In the worst case scenario for the W2SG and Easy-to-hard (E2HG) papers, the more capable models already know the answers to difficult questions (questions an easy supervisor struggles with) via pre-training leakage. The subsequent fine-tuning or in-context learning via weak supervision might simply make the concept we are interested in eliciting more “salient”. However, this is still a useful result that shows that weak models can elicit knowledge that the strong model already knows.
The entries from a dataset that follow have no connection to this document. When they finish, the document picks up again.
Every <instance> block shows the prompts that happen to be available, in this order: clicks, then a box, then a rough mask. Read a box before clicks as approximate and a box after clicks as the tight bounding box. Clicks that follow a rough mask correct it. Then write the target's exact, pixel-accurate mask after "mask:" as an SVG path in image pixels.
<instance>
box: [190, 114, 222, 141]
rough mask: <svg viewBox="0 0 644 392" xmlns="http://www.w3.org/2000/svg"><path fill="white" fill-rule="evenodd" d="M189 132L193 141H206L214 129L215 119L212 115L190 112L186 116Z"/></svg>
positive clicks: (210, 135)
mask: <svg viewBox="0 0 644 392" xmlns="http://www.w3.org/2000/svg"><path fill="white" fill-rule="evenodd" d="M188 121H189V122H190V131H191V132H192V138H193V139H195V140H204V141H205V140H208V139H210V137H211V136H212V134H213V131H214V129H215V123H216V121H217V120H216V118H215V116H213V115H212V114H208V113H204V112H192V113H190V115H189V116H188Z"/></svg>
On the other hand, in the best case scenario strong models are able to generalize concepts like “truth” from data with known labels, and create labels for data where we do not know the labels.

It’s currently difficult to tell which explanation is more suitable for the literature on super alignment via weak to strong generalization. However in both cases the following results are clear:

Weak supervisors can elicit capabilities beyond their own, but not necessarily everything the stronger model knows
Improving weak to strong generalization seems tractable
Eliciting good answers to difficult alignment questions (ones where we do not have ground truth labels) might require using weak to strong generalization of some sort if we want our automated alignment researchers to share their (potentially superhuman) progress.